Hey everyone,
We're excited to be partnering with Alexy Khrabrov, of Scale by the Bay, to be a part of several meetups brought together under the umbrella of Cognifest.org!
Cognifest.org is a city-wide event joining meetups that build the systems of tomorrow. For such systems, we need both data engineering & machine learning. A great example of the best Cognifest company is Spotify. They both process data at global scale & learn your preferences with data mining. Spotify will be both hosting & speaking at this evening with the talks described below.
Scale By the Bay, the home community of Cognifest, is the oldest conference where we show the best practices in data pipelines connecting data engineering & data science. Cognifest SF started By the Bay as a collaboration with the top companies implementing them, starting with IBM, Salesforce, NVIDIA, Cisco, Lightbend, & many others. Now Cognifest comes to New York!

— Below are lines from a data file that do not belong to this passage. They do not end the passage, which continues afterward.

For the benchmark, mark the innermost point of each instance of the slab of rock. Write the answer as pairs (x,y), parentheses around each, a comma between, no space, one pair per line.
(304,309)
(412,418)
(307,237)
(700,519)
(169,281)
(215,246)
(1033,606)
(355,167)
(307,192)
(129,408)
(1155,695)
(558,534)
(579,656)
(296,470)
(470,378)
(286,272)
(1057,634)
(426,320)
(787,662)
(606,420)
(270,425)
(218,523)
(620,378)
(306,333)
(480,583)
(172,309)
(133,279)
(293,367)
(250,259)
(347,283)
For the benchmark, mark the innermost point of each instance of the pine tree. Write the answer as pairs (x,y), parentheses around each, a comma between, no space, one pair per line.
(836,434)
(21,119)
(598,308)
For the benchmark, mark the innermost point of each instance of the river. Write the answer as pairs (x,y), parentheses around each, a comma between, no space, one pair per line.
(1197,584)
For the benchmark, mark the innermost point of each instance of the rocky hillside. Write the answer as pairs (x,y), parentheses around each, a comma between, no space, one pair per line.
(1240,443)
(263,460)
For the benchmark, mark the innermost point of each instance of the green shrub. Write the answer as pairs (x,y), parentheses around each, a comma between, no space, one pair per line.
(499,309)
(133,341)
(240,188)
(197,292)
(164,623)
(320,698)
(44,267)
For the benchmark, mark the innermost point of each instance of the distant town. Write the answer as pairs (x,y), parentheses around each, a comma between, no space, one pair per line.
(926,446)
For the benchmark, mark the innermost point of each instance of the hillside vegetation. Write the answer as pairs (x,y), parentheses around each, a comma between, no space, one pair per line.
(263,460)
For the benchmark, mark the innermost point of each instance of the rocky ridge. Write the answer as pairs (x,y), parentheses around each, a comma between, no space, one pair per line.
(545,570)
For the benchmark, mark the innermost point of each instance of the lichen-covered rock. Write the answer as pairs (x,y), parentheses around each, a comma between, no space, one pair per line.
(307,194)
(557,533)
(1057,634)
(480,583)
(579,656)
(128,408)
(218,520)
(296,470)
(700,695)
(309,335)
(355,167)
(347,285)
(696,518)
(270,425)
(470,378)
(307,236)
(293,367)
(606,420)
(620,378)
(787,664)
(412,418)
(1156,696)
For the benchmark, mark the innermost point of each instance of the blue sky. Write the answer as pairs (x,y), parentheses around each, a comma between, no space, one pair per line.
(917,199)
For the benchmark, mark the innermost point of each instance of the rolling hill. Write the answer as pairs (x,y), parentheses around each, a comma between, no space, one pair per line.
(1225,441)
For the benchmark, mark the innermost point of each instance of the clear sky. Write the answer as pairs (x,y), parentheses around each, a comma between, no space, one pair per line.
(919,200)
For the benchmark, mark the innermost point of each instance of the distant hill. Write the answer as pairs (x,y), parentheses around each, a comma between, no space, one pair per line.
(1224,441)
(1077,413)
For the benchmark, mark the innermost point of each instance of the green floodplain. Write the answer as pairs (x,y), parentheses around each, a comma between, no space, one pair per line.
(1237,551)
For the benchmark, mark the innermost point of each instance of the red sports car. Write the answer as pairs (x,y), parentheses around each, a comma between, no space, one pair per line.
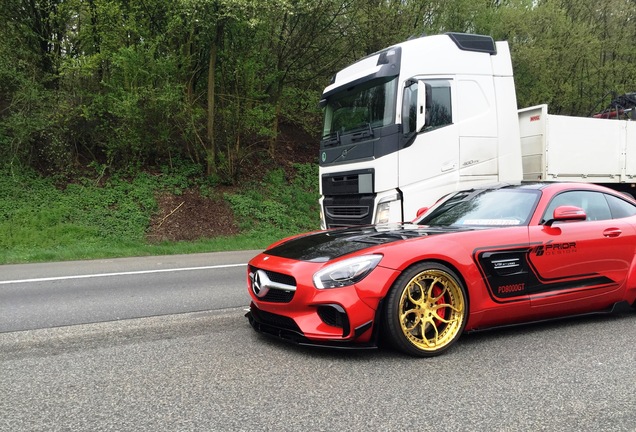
(477,259)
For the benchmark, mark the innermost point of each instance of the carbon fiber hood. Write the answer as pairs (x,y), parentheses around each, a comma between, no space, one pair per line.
(327,245)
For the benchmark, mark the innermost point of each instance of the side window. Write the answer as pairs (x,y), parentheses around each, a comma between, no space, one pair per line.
(620,208)
(440,112)
(594,204)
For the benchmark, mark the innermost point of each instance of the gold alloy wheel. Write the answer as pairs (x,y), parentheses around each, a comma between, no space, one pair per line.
(432,310)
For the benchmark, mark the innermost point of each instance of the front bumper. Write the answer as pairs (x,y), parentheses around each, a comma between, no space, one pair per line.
(337,317)
(284,328)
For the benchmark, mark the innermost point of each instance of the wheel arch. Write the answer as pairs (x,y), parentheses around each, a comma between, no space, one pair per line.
(446,263)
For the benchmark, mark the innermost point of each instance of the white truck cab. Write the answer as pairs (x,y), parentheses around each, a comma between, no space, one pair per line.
(413,122)
(423,118)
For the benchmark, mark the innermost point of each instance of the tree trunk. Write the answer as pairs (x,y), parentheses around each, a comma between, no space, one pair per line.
(212,150)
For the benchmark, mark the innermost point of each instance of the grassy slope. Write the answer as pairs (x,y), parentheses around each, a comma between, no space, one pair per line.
(84,220)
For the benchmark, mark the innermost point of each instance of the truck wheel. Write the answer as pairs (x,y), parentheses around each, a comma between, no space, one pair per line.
(426,310)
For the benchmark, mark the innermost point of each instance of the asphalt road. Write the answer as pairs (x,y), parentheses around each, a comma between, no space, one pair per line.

We're adding new meetups to cognifest.org as we go along. There will be at least one meetup each evening of the week 10/23. Join us & build the future with us!
Talks:
Title: From prototyping to deploying, building ML systems & how Featran can help
Speaker: Samantha Hansen
The talk focuses on how to use Featran for both model training & within a service that evaluates the model. A challenge when requesting predictions from a model is ensuring that the input features used during training are identical to the on the fly features constructed within the service. This requires coordination between the offline training & the online servicing of predictions. To highlight this issue we detail a Spotify use case of building a classification model that predicts the probability of a playlist being streamed. We outline how & where Featran was used when going from conception to model deployment.
Title: Featran77
Speaker: Fallon Chen
Generic Feature Transformer for Data Pipelines Featran, a.k.a. Feature Transformer, Featran77 or F77, is a generic feature engineering library for Scala data pipeline frameworks, including Scio, Spark, Scalding & Flink. We'll talk about the design & implementation of the library, including uses of Algebird Semigroups, Aggregators, Breeze, & Scalacheck. We'll also cover other relevant topics that makes our data/ML pipelines scalable & type safe.